Weight training is an extremely beneficial form of exercise but can be confusing if you've never done it. Here, I've answered a couple of frequently asked questions to keep you well informed!
1) Will lifting weights make my muscles bigger?
Whether or not your muscles become bigger (hypertrophy), depends on three basic factors: gender, training intensity, and genetics. In terms of gender, men have greater amounts of testosterone and other hormones that influence protein metabolism than women. Therefore, men experience more muscle hypertrophy with strength gain. Training intensity is the only factor you can control. Generally, if you want bigger muscles, the load you lift should weigh at least 80% of the greatest amount of weight you can lift at any given time (called a one-repetition maximum). If you do not want bigger muscles, keep your load below 80% and concentrate on doing more repetitions. The genetic influence on muscle size is mostly a matter of your predominant type of muscle fiber. The muscles of people with predominantly fast-twitch muscle fibers hypertrophy more easily than the muscles of people with predominantly slow-twitch muscle fibers.

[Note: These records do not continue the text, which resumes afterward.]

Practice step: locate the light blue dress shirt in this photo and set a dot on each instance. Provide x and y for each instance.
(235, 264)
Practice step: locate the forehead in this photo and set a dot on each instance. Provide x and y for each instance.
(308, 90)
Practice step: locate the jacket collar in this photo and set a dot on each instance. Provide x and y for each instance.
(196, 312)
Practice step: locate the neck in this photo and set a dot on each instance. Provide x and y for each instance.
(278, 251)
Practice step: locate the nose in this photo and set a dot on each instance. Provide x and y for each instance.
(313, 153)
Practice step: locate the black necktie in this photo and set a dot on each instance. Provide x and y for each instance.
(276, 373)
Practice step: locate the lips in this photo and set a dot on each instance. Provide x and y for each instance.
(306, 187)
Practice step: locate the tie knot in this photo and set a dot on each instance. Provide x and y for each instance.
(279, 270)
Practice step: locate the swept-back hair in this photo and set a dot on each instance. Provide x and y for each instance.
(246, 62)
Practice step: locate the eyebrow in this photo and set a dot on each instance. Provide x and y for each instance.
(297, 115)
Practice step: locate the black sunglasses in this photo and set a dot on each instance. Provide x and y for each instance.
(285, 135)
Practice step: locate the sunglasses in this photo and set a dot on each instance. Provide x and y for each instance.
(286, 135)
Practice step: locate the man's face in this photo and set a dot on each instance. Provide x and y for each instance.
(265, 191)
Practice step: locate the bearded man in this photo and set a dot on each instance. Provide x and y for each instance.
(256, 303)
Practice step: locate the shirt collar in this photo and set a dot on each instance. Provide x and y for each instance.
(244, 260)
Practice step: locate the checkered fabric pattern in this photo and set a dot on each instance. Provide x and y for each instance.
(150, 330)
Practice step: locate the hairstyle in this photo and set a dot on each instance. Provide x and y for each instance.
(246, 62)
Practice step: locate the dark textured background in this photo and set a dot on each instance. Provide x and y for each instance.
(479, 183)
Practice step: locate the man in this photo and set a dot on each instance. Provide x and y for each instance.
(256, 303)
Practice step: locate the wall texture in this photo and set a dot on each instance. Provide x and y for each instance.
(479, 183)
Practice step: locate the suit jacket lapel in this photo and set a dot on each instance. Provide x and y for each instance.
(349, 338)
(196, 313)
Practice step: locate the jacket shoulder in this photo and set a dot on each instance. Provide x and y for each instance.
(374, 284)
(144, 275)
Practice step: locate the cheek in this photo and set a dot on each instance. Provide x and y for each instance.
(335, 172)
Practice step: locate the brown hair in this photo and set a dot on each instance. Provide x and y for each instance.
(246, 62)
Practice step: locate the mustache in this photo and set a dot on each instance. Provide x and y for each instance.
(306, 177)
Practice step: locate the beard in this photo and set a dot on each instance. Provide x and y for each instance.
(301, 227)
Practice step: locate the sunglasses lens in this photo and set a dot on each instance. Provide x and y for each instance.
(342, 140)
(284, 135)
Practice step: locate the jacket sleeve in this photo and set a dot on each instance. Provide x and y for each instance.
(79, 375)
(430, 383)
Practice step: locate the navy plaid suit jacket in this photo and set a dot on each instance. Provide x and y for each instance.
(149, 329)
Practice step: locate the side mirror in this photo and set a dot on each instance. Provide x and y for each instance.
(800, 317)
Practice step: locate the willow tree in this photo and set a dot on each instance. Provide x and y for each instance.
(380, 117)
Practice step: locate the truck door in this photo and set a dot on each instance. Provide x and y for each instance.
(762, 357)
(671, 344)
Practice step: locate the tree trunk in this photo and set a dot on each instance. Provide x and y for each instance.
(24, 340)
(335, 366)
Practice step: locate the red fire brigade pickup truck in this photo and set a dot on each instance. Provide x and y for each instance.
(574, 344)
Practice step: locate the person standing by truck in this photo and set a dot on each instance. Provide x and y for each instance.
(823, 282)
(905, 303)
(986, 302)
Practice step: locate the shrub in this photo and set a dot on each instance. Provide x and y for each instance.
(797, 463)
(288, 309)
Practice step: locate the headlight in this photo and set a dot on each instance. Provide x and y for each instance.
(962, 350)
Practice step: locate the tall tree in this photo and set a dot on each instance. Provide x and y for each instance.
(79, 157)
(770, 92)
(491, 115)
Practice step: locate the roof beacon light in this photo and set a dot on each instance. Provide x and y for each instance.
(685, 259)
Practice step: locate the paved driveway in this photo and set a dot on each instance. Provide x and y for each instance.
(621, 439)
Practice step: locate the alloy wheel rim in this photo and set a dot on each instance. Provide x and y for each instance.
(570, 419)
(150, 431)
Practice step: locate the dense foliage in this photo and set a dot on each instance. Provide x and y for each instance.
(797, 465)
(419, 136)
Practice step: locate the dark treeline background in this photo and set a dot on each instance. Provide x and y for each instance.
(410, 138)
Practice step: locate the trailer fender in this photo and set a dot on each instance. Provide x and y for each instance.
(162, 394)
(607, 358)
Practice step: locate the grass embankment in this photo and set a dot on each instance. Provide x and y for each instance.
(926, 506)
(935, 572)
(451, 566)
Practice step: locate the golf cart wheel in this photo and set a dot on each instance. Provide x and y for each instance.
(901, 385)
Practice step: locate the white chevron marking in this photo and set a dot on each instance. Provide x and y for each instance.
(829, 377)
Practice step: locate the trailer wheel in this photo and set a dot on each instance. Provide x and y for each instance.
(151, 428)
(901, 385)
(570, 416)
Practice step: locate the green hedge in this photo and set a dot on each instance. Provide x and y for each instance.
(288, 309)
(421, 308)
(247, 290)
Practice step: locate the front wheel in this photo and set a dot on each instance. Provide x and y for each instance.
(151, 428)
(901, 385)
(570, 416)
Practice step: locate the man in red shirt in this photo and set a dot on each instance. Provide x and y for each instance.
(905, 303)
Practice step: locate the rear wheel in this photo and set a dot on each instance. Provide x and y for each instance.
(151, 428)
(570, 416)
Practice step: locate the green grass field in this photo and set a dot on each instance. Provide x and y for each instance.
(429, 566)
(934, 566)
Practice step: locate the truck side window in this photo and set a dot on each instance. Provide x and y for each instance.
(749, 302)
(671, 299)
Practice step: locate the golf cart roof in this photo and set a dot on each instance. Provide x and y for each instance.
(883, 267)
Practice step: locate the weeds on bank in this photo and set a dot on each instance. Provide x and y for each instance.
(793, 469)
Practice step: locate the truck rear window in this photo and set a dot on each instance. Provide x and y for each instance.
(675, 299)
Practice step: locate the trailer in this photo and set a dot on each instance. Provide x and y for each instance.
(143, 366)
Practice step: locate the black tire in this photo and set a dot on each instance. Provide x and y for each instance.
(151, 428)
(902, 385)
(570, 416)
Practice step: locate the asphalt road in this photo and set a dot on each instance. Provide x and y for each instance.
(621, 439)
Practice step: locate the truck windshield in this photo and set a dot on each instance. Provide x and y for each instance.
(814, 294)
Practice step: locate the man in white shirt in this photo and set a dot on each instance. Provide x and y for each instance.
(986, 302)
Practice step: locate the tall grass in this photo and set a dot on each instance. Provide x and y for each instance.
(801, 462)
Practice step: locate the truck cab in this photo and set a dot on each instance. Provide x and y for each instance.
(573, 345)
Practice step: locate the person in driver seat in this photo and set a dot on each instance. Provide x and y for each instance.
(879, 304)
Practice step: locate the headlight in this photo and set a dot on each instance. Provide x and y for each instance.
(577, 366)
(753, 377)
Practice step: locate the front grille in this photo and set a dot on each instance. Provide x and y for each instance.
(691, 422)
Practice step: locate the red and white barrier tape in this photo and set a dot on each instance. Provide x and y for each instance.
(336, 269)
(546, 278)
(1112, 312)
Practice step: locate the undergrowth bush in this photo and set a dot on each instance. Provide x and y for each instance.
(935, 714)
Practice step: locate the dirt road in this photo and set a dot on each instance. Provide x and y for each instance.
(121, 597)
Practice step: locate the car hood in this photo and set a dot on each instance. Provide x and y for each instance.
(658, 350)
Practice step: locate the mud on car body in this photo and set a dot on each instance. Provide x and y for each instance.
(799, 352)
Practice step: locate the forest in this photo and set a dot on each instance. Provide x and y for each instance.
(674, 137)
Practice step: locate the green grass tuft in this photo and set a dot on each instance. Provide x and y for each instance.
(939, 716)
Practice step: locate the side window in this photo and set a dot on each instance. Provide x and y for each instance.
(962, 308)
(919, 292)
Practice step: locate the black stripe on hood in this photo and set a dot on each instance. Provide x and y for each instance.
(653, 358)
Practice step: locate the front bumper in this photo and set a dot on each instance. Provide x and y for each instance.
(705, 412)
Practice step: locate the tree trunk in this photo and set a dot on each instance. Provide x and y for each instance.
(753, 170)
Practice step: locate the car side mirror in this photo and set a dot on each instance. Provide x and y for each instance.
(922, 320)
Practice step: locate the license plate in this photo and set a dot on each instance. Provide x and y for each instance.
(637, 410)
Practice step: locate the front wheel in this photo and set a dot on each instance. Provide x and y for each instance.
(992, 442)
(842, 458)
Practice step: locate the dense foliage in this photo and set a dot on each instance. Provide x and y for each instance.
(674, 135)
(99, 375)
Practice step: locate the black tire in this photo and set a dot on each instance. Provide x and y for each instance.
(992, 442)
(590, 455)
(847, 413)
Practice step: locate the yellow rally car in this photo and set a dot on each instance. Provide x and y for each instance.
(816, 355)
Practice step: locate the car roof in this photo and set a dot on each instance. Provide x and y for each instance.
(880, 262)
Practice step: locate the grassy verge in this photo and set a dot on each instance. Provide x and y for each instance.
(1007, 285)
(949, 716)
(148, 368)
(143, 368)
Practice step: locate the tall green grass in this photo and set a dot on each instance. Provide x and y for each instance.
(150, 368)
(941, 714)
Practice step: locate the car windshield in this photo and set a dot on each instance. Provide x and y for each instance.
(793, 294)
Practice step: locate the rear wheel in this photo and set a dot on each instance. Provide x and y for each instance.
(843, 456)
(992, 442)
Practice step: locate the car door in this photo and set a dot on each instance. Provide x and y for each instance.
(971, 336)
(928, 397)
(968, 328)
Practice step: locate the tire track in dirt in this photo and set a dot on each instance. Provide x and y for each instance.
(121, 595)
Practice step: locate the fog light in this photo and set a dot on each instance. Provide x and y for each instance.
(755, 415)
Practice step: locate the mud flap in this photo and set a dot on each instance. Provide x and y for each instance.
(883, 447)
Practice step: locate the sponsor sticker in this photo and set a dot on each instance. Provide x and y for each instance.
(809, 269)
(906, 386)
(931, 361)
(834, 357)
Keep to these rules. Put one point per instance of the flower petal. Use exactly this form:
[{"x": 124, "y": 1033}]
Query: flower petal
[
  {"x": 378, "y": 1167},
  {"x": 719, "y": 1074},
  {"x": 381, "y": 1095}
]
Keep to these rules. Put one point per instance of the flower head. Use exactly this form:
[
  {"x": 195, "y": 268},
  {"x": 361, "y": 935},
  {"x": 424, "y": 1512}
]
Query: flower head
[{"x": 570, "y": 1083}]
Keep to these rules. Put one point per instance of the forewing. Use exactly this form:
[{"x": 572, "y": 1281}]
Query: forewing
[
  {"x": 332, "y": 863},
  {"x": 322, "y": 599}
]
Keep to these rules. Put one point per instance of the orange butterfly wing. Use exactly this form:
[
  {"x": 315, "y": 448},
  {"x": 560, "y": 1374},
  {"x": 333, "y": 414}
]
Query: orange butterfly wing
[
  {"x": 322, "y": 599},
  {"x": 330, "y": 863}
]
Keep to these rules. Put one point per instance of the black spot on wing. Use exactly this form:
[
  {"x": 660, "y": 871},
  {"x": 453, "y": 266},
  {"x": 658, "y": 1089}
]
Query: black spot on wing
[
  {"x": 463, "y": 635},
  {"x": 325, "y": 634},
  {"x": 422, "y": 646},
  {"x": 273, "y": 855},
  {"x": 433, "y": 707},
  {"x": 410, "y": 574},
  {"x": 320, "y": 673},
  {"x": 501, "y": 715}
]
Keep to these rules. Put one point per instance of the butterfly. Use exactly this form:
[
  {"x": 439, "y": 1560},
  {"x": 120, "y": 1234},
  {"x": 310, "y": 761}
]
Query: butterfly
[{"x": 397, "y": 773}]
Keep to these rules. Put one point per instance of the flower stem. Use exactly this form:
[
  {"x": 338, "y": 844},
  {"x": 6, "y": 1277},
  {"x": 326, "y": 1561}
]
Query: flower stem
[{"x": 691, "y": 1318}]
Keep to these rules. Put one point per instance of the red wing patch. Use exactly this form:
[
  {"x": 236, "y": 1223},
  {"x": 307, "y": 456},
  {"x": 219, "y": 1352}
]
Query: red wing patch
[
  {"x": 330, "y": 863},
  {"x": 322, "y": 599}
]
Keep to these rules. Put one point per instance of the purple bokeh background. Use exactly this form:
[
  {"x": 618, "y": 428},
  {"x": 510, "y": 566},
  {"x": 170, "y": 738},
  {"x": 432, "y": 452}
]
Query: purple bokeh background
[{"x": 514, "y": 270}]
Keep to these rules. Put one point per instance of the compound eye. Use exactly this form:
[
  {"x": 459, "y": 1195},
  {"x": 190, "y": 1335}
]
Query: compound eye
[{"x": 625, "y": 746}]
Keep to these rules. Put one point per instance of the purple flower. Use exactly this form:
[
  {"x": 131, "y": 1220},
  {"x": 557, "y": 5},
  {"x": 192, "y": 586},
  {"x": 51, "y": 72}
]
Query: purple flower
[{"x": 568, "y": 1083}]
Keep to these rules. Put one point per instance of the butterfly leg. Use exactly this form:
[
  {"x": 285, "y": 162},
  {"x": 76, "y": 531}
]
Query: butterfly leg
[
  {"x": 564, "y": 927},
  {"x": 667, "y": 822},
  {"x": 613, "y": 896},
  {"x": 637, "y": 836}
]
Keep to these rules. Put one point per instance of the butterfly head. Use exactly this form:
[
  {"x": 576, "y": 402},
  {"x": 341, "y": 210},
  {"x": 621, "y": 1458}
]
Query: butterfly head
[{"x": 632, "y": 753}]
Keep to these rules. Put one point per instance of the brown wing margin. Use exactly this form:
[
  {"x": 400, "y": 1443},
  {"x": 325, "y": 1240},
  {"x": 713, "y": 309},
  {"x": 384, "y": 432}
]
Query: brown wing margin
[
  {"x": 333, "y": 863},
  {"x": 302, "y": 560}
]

2) Should I do cardiovascular training or resistance training first?
The answer depends on your goals. If your primary goal is to increase your cardiovascular endurance or lose weight, do cardiovascular exercise first. If your primary goals is to increase your muscular strength, do resistance training first. To get the most our of your workout, perform the type of exercise most important to you when you are not fatigued. To lose wight and increase your muscular strength, you can alternate the order of the different types of exercises during different training cycles.